Евгений Беркович. Альберт Эйнштейн на перепутье. Великий физик о Германии и России. Нева, 2017, № 4
Статья интересная, но местами почти текстуально совпадающая с работой того же автора в третьем номере «Нового мира». Все же так поступать не принято…
Пожалуй, в том варианте, который напечатан в «Неве», исследователь в большей мере делает акцент на ошибках Эйнштейна, недостаточно жестко осуждавшего сталинский режим:
В его круге общения было немало советских людей и немецких коммунистов, которые по своей инициативе или по заданию соответствующих органов оправдывали действия Сталина. И ученый, независимый от чужого мнения и уверенный в себе в вопросах физики, в области политики легко поверил их доводам.
Олег Юрьев. Петербургские кладбища.
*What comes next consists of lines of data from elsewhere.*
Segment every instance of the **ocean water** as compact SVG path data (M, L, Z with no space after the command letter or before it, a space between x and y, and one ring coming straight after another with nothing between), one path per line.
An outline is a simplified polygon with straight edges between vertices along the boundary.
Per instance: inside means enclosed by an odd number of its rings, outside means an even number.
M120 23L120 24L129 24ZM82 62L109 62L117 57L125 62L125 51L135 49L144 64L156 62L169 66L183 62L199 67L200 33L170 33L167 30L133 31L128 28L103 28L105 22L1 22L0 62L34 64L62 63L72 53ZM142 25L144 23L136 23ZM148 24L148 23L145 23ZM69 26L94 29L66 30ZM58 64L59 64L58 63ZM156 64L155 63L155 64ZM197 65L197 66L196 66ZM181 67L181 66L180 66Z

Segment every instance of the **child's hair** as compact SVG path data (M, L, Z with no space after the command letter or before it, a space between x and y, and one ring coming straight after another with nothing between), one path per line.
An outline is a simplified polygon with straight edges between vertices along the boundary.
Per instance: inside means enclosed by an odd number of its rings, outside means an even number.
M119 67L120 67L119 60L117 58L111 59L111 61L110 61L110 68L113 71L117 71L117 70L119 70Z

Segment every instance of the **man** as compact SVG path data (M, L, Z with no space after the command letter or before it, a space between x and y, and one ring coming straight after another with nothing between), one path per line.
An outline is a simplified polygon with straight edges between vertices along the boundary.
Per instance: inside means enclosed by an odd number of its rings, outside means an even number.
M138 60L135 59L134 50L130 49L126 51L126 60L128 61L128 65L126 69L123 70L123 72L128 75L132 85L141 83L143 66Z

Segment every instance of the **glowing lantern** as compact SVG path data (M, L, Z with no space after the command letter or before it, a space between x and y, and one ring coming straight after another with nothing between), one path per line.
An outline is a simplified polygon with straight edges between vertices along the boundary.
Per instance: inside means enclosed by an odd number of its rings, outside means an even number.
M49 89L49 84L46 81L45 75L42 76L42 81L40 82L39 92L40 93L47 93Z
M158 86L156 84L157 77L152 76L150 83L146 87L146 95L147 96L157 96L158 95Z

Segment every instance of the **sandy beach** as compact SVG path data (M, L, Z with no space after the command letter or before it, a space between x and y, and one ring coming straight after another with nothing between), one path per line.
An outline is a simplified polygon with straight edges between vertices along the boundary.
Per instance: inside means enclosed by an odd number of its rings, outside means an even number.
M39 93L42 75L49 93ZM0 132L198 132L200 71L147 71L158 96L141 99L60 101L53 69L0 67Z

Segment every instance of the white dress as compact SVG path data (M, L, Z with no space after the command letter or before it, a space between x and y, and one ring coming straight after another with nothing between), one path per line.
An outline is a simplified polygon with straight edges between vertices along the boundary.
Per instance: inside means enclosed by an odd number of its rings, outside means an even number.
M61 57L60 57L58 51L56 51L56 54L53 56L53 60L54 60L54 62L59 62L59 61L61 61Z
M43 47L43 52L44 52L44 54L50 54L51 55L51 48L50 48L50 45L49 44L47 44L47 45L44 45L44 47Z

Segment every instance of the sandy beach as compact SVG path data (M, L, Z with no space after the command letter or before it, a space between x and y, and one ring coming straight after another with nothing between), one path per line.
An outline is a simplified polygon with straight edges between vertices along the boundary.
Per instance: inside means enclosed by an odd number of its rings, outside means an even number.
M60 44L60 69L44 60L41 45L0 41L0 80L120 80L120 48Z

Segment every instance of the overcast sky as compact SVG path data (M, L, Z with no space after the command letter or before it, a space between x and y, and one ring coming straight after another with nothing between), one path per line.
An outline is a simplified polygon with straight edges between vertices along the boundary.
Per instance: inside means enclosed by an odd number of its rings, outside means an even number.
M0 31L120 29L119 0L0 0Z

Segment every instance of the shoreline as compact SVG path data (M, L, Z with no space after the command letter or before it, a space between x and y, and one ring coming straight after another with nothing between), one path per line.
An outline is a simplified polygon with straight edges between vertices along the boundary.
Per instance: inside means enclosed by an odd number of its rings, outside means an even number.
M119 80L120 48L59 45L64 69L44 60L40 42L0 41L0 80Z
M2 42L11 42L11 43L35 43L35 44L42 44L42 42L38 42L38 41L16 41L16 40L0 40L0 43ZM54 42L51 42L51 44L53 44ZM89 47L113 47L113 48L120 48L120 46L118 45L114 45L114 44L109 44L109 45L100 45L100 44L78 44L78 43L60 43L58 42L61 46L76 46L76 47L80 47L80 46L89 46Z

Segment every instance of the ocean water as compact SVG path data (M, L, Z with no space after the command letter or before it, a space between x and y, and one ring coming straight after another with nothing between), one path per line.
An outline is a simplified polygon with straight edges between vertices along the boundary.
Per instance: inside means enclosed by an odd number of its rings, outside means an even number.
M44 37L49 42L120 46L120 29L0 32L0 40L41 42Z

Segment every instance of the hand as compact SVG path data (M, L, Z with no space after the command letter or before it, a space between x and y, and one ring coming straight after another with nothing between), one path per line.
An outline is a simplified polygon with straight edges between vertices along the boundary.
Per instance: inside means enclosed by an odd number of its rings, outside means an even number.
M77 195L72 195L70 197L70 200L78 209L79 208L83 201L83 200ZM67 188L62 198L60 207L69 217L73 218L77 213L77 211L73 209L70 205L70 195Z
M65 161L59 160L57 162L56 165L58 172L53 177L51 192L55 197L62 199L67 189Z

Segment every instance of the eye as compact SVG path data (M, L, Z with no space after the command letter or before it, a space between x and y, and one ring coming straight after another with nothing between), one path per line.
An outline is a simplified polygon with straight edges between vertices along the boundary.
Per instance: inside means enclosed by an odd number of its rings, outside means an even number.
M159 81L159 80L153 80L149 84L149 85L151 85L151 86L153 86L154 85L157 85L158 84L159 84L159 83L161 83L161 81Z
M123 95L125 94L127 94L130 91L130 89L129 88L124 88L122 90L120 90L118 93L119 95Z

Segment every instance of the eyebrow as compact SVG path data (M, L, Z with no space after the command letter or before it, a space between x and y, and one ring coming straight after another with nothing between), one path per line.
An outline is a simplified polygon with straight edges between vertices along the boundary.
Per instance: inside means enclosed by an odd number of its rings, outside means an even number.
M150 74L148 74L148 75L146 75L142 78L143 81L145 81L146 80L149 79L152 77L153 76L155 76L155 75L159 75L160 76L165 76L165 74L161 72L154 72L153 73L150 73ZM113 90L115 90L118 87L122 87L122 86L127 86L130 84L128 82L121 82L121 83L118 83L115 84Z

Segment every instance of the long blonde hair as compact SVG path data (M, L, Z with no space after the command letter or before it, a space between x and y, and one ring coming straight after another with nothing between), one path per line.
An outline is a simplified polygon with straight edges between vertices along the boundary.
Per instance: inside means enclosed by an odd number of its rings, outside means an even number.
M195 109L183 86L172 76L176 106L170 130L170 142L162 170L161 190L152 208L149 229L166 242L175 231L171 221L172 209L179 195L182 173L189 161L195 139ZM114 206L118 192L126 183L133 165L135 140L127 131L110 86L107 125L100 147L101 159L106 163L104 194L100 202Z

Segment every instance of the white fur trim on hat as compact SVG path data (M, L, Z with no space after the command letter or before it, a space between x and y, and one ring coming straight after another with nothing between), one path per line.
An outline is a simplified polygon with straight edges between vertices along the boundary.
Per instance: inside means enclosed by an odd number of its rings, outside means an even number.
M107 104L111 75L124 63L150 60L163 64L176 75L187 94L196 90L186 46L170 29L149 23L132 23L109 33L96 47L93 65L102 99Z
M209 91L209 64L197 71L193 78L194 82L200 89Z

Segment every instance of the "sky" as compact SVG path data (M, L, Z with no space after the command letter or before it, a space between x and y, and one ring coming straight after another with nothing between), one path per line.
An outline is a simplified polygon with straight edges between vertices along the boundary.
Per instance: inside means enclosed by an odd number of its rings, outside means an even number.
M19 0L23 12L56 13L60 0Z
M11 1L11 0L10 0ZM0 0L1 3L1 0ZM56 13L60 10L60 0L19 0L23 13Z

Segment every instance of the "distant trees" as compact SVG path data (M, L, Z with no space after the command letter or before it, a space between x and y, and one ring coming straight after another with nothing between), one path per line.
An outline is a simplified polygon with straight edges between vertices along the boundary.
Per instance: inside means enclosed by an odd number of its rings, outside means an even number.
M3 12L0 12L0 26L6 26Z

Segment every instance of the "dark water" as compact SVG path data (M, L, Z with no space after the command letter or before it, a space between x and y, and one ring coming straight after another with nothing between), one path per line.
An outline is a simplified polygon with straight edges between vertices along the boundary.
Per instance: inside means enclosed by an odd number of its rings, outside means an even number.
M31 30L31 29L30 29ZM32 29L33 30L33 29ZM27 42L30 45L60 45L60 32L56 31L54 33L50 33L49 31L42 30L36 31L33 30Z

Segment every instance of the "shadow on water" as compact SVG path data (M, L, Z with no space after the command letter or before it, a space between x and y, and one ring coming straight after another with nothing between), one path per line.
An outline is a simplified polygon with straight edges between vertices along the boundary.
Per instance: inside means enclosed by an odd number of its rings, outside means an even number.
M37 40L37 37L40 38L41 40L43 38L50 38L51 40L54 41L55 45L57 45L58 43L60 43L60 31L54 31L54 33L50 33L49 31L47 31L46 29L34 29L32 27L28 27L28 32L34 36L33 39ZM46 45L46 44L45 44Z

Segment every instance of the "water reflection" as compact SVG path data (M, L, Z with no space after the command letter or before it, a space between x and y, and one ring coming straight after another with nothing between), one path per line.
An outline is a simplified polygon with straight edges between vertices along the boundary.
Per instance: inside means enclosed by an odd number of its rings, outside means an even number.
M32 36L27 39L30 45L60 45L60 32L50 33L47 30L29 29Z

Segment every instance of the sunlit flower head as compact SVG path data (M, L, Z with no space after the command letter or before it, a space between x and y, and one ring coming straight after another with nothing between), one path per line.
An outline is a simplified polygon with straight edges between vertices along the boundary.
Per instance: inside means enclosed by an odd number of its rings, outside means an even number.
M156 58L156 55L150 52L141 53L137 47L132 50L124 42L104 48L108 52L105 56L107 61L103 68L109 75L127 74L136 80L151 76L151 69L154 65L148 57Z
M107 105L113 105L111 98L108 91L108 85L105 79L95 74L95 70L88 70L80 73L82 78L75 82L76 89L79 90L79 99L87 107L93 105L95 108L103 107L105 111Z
Новое литературное обозрение, 2017, № 3(145)
В новом поэтическом цикле Юрьева речь идет о разных кладбищах — например, о Волковом, где могилы друзей: режиссера Бориса Понизовского, поэта Елены Шварц… Да и не о кладбищах только — а о чем еще? (Юрьев однажды сказал: стихотворение пишут, чтобы узнать, о чем оно.)
Все затупляется: воздух звук Снег уходящий в одно из двух Поезд oскальзывающийся во мглу На угле на углу
Одно стихотворение называется «Еврейское кладбище в Петербурге». Стихотворение с таким заглавием у Юрьева уже было — тридцать лет назад. Оба — и то, давнее, и это — не о кладбище, в сущности, а о семейной могиле, о «квадратном метре в искривленной ограде». То — твердое, жесткое, как обреченная присяга на верность. Это — совсем иное:
Над нашею могилою Хромая бабочка летит, И крутится, и мучится, И падает, и спит.
Лежи-дрожи, двурогая, На прадедовской плите, Как стрекозка та убогая У Вольфа на плече…
Это — аллюзия к стихотворению еще одного мертвого друга, поэта Сергея Вольфа. А под конец — лермонтовская строка:
Здесь в белое небо впрыснуто Александровской фермы молоко, И плачется, и дышится, И так легко, легко.
То, что казалось символом внутреннего противостояния окружающему миру (от этой хромой бабочки до «отменных берез» на могилах), примиряется с ним, почти в нем растворяется. Источником или средством этого примирения оказывается русская поэзия.